Я написал рассказ о мужчине, который знакомился со всеми в кафе, когда был преподавателем в одном из берлинских университетов. Прежде чем я туда уехал, все говорили мне: «Тебе так повезло! Берлин – потрясающий город, там каждый день вечеринки, тебе понравится!» Я не знал, что Берлин – очень большой город, и квартира, которую для меня снял университет, находилась в районе, где средний возраст жителей был примерно 83 года. Я встречался с ними, и они смотрели на меня с большим подозрением: что этот турок делает в нашем районе? Чтобы как-нибудь развлечься, я пытался представить себе, чем они занимались во время Второй мировой войны. Погода была ужасной, я не знал в городе ни одного человека и проводил время в одиночестве – слонялся по квартире, читал книги, беседовал сам с собой. В один прекрасный день мне позвонил мой немецкий издатель и сказал: «Послушай, мы девять лет издаем твои книги и ни разу не виделись живьем. Я бы хотел встретиться, я готов приехать поездом из Мюнхена в Берлин. Давай назначим встречу в каком-нибудь кафе?» Я был в восторге – наконец-то я поговорю с живым человеком! Я вошел в кафе и понял, что оно огромное: в нем было 30–40 столиков. Внезапно я понял, что встречаюсь с человеком, которого никогда не видел, – он может войти в кафе, а я его попросту не узнаю. Я решил занять столик с видом на дверь, и в ту секунду, когда в кафе будет входить кто-нибудь, похожий на немецкого издателя, я буду махать ему рукой. Довольно скоро на пороге заведения показался солидный усатый человек в старомодном костюме и с тяжелым кожаным портфелем. Я помахал ему, а он помахал мне в ответ. Он был очень открытым, сел за мой столик и сказал мне: «Ты знаешь, я всю неделю о тебе думал».

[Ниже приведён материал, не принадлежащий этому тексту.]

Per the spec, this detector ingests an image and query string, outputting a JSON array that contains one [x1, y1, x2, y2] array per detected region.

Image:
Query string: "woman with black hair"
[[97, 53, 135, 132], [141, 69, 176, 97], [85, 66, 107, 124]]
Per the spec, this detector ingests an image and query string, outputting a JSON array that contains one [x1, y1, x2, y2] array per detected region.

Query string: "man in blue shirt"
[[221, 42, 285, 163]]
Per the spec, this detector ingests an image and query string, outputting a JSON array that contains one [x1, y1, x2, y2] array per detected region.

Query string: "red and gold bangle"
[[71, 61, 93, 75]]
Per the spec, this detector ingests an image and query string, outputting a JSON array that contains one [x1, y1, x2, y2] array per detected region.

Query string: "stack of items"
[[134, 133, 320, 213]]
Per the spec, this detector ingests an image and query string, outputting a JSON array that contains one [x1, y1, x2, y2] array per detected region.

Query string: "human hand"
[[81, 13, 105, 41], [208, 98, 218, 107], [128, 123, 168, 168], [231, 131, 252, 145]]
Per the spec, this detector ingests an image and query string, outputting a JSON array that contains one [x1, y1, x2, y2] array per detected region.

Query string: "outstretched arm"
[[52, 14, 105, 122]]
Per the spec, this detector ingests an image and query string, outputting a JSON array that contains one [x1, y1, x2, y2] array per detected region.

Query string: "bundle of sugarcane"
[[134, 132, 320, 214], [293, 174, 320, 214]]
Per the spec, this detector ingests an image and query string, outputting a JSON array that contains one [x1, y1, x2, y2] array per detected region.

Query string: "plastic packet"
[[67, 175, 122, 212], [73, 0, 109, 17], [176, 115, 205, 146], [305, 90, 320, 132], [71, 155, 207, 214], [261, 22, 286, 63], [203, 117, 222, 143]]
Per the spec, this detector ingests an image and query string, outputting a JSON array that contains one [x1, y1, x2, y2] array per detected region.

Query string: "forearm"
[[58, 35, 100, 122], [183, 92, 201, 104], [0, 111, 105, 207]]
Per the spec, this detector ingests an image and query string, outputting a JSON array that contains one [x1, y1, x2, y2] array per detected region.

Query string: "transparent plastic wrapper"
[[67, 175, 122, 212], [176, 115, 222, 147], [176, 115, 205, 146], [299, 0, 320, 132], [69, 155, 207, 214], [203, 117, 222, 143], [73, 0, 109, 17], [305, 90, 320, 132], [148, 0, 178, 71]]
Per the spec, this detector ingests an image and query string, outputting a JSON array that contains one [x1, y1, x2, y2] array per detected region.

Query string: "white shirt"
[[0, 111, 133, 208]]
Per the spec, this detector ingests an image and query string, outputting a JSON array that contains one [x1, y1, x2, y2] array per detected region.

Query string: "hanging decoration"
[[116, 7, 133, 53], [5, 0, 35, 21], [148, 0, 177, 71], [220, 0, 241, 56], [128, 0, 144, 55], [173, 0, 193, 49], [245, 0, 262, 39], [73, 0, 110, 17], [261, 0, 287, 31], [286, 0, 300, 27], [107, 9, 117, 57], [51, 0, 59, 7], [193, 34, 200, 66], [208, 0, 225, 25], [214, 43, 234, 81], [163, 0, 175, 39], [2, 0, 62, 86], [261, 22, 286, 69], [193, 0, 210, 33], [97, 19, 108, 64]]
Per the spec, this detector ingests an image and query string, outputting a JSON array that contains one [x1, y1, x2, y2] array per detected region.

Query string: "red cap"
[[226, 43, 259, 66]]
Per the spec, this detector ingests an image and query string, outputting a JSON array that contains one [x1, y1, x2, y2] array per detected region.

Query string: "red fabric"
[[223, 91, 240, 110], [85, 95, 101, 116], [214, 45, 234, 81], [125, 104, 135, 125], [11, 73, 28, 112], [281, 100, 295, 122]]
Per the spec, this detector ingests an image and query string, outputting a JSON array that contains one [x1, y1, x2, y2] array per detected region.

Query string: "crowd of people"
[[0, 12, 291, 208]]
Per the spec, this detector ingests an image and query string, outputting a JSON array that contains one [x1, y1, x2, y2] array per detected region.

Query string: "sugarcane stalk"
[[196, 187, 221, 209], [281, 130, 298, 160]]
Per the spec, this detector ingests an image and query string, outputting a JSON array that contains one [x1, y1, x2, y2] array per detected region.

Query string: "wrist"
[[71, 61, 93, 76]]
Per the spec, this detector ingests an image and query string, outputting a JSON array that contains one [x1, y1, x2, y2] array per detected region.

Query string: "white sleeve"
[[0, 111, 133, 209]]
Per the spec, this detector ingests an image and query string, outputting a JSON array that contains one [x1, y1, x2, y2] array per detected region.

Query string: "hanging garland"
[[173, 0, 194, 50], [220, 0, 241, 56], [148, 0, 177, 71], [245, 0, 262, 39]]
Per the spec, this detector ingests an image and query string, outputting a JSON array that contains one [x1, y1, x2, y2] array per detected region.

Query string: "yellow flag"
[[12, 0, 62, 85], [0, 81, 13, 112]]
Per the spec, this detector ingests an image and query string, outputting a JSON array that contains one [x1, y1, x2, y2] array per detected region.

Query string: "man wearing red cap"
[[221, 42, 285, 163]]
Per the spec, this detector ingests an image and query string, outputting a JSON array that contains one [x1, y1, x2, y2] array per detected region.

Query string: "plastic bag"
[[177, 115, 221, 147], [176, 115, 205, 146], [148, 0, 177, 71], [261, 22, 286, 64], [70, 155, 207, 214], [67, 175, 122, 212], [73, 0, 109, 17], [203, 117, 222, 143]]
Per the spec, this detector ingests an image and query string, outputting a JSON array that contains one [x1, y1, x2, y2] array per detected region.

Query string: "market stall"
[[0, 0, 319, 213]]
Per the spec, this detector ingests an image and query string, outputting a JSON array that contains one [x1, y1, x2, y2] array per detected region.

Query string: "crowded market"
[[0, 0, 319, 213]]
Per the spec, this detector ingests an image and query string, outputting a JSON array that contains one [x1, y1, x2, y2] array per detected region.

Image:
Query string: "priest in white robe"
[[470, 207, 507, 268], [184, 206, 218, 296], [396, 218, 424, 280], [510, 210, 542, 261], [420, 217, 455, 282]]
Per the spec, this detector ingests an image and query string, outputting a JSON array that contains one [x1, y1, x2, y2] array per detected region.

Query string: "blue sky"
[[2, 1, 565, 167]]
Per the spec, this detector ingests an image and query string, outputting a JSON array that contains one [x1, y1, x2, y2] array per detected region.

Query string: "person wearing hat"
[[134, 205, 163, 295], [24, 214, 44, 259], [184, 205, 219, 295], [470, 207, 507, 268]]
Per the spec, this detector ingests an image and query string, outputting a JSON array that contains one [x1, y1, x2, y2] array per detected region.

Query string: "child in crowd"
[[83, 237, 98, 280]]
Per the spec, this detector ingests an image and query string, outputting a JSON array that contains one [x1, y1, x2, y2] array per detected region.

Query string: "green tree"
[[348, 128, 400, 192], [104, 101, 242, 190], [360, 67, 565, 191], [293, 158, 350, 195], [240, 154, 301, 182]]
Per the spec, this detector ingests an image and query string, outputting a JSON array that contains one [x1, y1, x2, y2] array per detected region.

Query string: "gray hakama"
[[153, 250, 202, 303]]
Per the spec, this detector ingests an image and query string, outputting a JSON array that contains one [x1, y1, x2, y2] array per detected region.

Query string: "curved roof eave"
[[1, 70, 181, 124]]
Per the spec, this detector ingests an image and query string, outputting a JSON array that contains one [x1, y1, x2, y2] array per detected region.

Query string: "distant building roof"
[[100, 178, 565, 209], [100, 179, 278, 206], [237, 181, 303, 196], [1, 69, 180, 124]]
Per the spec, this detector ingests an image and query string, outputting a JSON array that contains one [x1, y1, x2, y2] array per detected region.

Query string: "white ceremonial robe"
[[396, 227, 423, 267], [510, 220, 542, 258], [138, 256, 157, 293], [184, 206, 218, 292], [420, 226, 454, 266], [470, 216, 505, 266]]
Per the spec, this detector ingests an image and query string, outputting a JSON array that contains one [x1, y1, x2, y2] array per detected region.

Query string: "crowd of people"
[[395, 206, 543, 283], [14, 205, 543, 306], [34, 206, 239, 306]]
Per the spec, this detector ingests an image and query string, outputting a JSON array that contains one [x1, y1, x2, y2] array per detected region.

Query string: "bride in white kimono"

Вы должны понимать, что писатели – очень неуверенные в себе существа, и, когда издатель говорит: «Ты знаешь, я всю неделю о тебе думал», это делает их довольно счастливыми. Мой собеседник продолжал: «Ты должен об этом знать: я прочитал мейл, который ты мне отправил, наверное, раз пятьдесят». Я подумал: «Какой глубокий человек! С каким замечательным чувством текста!», потому что я написал ему: «Я не могу прийти к 9:30, давай встретимся в 11:00». Неожиданно он произнес: «Давай перестанем ходить вокруг да около. Я не могу дать тебе 80 тысяч евро, но я могу дать 50». И он похлопал по своему портфелю, чтобы подкрепить этим жестом сказанное. «Но сперва я хочу увидеть бриллианты». Я попытался вспомнить, как зовут моего издателя и уточнил: «Джеральд?» Мужчина посмотрел на меня и спросил: «Самир?» И в эту секунду мы оба поняли, что явно сидим за столиком не с теми людьми. Он взял портфель, прижал его к себе и начал пятиться к двери, время от время кланяясь мне, как гейша в японском фильме. Мне хотелось сказать ему что-нибудь вроде: «Ты знаешь, может быть, ты и не Джеральд, а я не Самир, но почему бы нам хотя бы не выпить вместе кофе?» Но прежде чем я успел произнести эти слова, появился мой настоящий издатель, сел за столик и начал говорить со мной про мягкие и твердые обложки. Но я совершенно не мог его слушать, потому что мыслями я все еще был со своим «старым другом». И я думал о том, что, если в какой-то параллельной вселенной мы пересечемся еще раз, я хотел бы поговорить про то, что он хотел бы сперва увидеть бриллианты. Потому что я возразил бы ему, что сперва хотел бы увидеть деньги – мне кажется, что я и этот человек должны больше доверять друг другу. И когда я вернулся домой, я стал думать о том, как эта случайная встреча наполнила меня совершенно подлинными эмоциями, даже если эти эмоции оказались не к месту. Еще я думал о том, что писательство и письмо – это мой способ бороться с чувством одиночества, и то, что со мной произошло в этот день, – это то, что происходит в некотором смысле во время моего словотворчества. Так я и написал рассказ о человеке, который приходит в кафе и притворяется визави других людей только для того, чтобы наполнять свою жизнь ощущением принадлежности, смысла и реальными переживаниями.